This is a noteboook used to generate the speaker embeddings with the  Speech2Phone Model.

In [None]:
import os
import numpy as np
from glob import glob
from tqdm import tqdm

In [None]:
! python3 -m pip uninstall pydub -y
!conda remove pydub -y
!conda install -c conda-forge pydub -y

In [None]:
import pydub

In [None]:
# Install Speech2Phone Requeriments
! pip install tensorflow==1.14.0 tflearn==0.3.2

In [None]:
#Download Speech2Phone Checkpoint
!wget -O ./saver.zip https://www.dropbox.com/s/b19xt2wu3th9p36/Save-Models-Speaker-Diarization.zip?dl=0
!mkdir Speech2Phone
!unzip saver.zip
!mv  Save-Models/  Speech2Phone/Save-Models/


In [None]:
#Utils for Speech2Phone Preprocessing
from pydub import AudioSegment as audio

def detect_leading_silence(sound, silence_threshold=-50.0, chunk_size=10):
    '''
    sound is a pydub.AudioSegment
    silence_threshold in dB
    chunk_size in ms
 
    iterate over chunks until you find the first one with sound
    '''
    trim_ms = 0  # ms
    while sound[trim_ms:trim_ms+chunk_size].dBFS < silence_threshold:
        #print(trim_ms,len(sound))
        if trim_ms > len(sound):
            return None
        trim_ms += chunk_size
 
    return trim_ms

def remove_silence(sound):
    start_trim = detect_leading_silence(sound)
    if start_trim is None:
        return None
    end_trim = detect_leading_silence(sound.reverse())
    duration = len(sound)
    trimmed_sound = sound[start_trim:duration-end_trim]
    return trimmed_sound
    


In [None]:
import tflearn

#Create model for restore
encoder = tflearn.input_data(shape=[None, 13,int(216)])
encoder = tflearn.dropout(encoder,0.9) #10 % drop - 90% -> 80
encoder = tflearn.dropout(encoder,0.2)# 80 % drop
encoder = tflearn.fully_connected(encoder, 40,activation='crelu')
decoder = tflearn.fully_connected(encoder, int(572), activation='linear')
net = tflearn.regression(decoder, optimizer='adam', learning_rate=0.0007,loss='mean_square', metric=None)#categorical_crossentropy
model = tflearn.DNN(net, tensorboard_verbose=0,tensorboard_dir='tflearn_logs')

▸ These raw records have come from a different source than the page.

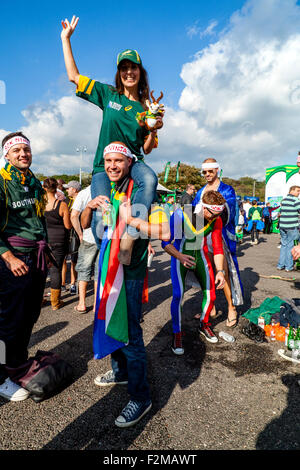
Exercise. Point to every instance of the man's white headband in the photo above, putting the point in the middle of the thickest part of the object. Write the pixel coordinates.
(212, 207)
(210, 165)
(118, 148)
(12, 142)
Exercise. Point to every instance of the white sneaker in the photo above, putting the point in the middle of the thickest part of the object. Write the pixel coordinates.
(12, 391)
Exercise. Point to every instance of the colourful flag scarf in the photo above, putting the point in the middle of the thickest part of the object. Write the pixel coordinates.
(111, 324)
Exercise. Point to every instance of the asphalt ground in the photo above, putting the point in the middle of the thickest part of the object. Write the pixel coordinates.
(224, 396)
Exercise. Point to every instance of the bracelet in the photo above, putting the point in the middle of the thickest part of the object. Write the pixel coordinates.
(221, 271)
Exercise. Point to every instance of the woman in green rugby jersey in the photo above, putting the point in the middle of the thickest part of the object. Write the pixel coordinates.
(120, 105)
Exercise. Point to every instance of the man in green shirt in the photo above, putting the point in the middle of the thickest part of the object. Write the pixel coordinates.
(129, 361)
(255, 222)
(23, 264)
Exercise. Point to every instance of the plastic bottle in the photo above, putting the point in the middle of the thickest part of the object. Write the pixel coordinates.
(107, 216)
(297, 339)
(261, 322)
(227, 337)
(272, 332)
(291, 340)
(149, 262)
(286, 336)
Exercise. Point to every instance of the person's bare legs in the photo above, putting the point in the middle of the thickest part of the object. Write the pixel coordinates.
(64, 273)
(232, 313)
(73, 273)
(95, 295)
(82, 288)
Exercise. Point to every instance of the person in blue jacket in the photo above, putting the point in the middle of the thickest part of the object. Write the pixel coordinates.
(233, 287)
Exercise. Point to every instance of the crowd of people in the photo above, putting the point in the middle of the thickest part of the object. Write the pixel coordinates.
(106, 228)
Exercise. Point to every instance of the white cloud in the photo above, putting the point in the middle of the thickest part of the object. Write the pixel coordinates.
(240, 103)
(56, 130)
(241, 100)
(195, 30)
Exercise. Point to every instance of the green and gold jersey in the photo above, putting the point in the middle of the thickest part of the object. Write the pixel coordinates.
(119, 118)
(18, 213)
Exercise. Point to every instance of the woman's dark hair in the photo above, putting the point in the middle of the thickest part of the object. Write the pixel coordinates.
(13, 134)
(213, 197)
(143, 86)
(50, 184)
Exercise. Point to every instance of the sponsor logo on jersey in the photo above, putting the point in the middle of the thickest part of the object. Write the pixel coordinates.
(114, 105)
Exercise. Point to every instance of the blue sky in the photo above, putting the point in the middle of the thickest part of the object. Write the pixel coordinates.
(229, 71)
(33, 68)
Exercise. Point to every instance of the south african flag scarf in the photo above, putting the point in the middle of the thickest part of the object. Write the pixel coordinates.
(111, 325)
(11, 173)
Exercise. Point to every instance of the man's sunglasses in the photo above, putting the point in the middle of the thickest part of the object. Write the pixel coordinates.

model.load('./Speech2Phone/Save-Models/Model3-Best-40loc.tflearn')

encoding_model = tflearn.DNN(encoder, session=model.session)# used for extract embedding in encoder layer


In [None]:
# Set constants
DATA_ROOT_PATH = '../../../LibriSpeech/voicefilter_data-3/'
TRAIN_DATA = os.path.join(DATA_ROOT_PATH, 'train')
TEST_DATA = os.path.join(DATA_ROOT_PATH, 'test')
glob_re_wav_emb = '*-ref_emb.wav'
glob_re_emb = '*-emb.pt'

In [None]:
os.listdir(TRAIN_DATA)

In [None]:
os.listdir(TEST_DATA)

In [None]:
import ffmpeg

In [None]:
#Preprocess dataset
train_files = sorted(glob(os.path.join(TRAIN_DATA, glob_re_wav_emb)))
test_files = sorted(glob(os.path.join(TEST_DATA, glob_re_wav_emb)))

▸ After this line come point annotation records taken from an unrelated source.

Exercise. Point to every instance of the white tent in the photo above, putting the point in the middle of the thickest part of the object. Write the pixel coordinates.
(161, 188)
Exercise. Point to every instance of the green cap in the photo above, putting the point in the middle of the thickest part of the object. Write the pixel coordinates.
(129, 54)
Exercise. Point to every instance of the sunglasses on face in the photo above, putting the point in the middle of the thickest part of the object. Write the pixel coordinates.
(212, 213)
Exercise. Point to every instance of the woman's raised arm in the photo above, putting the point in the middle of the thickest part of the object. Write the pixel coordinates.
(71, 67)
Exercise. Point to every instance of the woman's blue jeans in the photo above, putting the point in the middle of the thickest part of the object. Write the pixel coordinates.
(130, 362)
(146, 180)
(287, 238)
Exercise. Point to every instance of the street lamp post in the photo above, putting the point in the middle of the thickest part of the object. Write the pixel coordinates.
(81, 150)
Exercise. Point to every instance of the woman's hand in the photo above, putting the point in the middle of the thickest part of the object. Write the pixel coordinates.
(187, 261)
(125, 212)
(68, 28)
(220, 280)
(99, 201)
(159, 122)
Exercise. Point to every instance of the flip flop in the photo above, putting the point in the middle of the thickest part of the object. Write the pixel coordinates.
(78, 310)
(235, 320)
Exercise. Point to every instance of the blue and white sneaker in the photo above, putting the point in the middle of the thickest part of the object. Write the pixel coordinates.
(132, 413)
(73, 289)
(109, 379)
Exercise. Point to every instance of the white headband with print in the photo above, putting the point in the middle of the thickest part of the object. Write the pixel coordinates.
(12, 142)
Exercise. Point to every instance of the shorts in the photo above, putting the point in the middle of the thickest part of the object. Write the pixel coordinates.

if len(train_files) == 0 or len(test_files):
    print("check train and test path files not in directory")
files  = train_files+test_files
      

for i in tqdm(range(len(files))):
    wave_file_path = files[i]
    print(files)
    wav_file_name = os.path.basename(wave_file_path)
    # Extract Embedding
    try:
        sound = audio.from_wav(wave_file_path)
    except Exception as e:
        print("erro ler arquivo", e)
        continue
    wave = remove_silence(sound)
    if wave is None:
        print("erro remove silence")
        continue
    
    file_embeddings = None
    begin = 0
    end = 5
    step = 1 
    if int(wave.duration_seconds) < 5: # 5 seconds is the Speech2Phone input if is small concate
        aux = wave
        while int(aux.duration_seconds) <= 5:
            aux += wave
        wave = aux
        del aux
        
    while (end) <= int(wave.duration_seconds):
        try:        
            segment = wave[begin*1000:end*1000]
            segment.export('../aux' + '.wav', 'wav')# its necessary because pydub and librosa load wave in diferent form 
            y, sr = librosa.load('../aux.wav',sr=22050)#sample rate = 22050 
            if file_embeddings is None:
                file_embeddings =[np.array(encoding_model.predict([librosa.feature.mfcc(y=y, sr=sr, n_mfcc=13)])[0])]
            else:
                file_embeddings.append(np.array(encoding_model.predict([librosa.feature.mfcc(y=y, sr=sr, n_mfcc=13)])[0]))   
            os.system('rm ../aux.wav')
            begin = begin + step
            end = end + step
        except Exception as e:
            print(e)
            #print('par, len(file_embeddings))
            begin = begin + step
            end = end + step
    file_embedding = np.mean(np.array(file_embeddings), axis=0)
    output_name = wave_file_path.replace(glob_re_wav_emb.replace('*',''),'')+glob_re_emb.replace('*','')
    torch.save(torch.from_numpy(file_embedding.reshape(-1)), output_name)